The average home selling price in January 2010 climbed 19 per cent to $409,058, compared to 343,632 in the same month last year.

“Expect strong annual growth rates for existing home sales and average price through the first quarter as we continue to make comparisons to the weak market conditions at the beginning of 2009,” said Jason Mercer, TREB’s Senior Manager of Market Analysis. “The rate of sales and price growth will be lower in the second half of 2010.”

Monday, February 1, 2010

86% of Canadians opt for fixed-rate mortgages

Despite concerns about a Canadian housing bubble and high levels of household debt, a survey commissioned by the country’s mortgage brokers suggests Canadians are exhibiting prudence when borrowing from a home.

The survey, released by the Canadian Association of Accredited Mortgage Professionals, indicated the vast majority of home buyers, at 86%, were opting for fixed-rate mortgages over variable products. Moreover, 70% of people surveyed opted for terms of at least five years or more -– a signal that buyers realize interest rates are headed upward and want to capitalize on the record-low borrowing costs for as long a period as possible.
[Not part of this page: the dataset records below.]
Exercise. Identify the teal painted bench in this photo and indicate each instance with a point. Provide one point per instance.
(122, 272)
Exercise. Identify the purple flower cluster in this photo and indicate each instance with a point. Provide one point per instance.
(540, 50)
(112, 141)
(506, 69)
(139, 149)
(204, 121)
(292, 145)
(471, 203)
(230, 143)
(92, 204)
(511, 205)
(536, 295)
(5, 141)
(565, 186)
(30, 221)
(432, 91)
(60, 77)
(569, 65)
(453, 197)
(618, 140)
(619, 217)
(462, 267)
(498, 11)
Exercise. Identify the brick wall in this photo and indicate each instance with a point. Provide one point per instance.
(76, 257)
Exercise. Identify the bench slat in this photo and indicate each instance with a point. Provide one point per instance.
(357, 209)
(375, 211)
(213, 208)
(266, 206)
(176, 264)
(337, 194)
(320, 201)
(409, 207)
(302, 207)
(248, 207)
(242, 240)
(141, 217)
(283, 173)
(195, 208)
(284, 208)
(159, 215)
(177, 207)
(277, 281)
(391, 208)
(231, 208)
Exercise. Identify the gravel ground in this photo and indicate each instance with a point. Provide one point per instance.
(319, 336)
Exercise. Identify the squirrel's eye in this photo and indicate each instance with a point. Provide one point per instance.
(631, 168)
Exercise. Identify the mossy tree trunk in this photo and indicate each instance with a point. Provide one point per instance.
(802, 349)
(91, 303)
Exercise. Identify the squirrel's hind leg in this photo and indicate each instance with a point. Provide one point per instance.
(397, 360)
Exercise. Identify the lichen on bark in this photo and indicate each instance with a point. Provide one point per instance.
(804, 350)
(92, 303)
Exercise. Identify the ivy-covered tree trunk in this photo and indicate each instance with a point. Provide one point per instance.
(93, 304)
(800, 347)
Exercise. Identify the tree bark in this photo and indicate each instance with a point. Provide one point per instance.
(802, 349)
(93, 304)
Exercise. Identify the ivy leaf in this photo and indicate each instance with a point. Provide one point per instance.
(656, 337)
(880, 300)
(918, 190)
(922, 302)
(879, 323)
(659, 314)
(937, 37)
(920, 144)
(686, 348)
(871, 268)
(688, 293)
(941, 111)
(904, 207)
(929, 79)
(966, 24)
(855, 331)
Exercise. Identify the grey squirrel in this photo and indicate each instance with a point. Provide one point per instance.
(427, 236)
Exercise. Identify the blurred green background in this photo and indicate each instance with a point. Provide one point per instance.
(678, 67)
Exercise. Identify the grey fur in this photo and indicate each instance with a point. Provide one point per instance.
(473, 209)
“This new research shows that Canadians are assessing their abilities and vulnerabilities,” said Jim Murphy, CAAMP’s president and chief executive. “They are being prudent and the vast majority of Canadian mortgage borrowers are not taking on undue risks. They have factored rising interest rates in to their mortgage decisions.”

The results emerge after senior officials at the Bank of Canada said that it was “premature” to talk about a housing bubble in the country. Still, the central bank has warned about rising household debt levels and consumers’ ability to finance that debt once interest rates begin their climb back upward.

The survey is based on questions to members who issued more than 40,000 mortgage loans totalling $10-billion, which were funded during 2009 (the data is for home purchases only and excludes renewals or refinances of existing mortgages). CAAMP said the data represent about one-sixth of total mortgage activity for home purchases in Canada.

The findings also indicated that the majority of people who took out their first mortgage last year borrowed less than they could afford to, as their debt service ratios are below allowed maximums.

“The high share of fixed rate mortgages and low debt-service ratios for home buyers are contrary to perceptions that consumers and financial institutions are taking on more risk,” CAAMP said.

In an updated economic forecast CIBC World Markets indicated that the red-hot housing market is set to cool down this year as listings increase and buyers back off once mortgage rates begin to climb.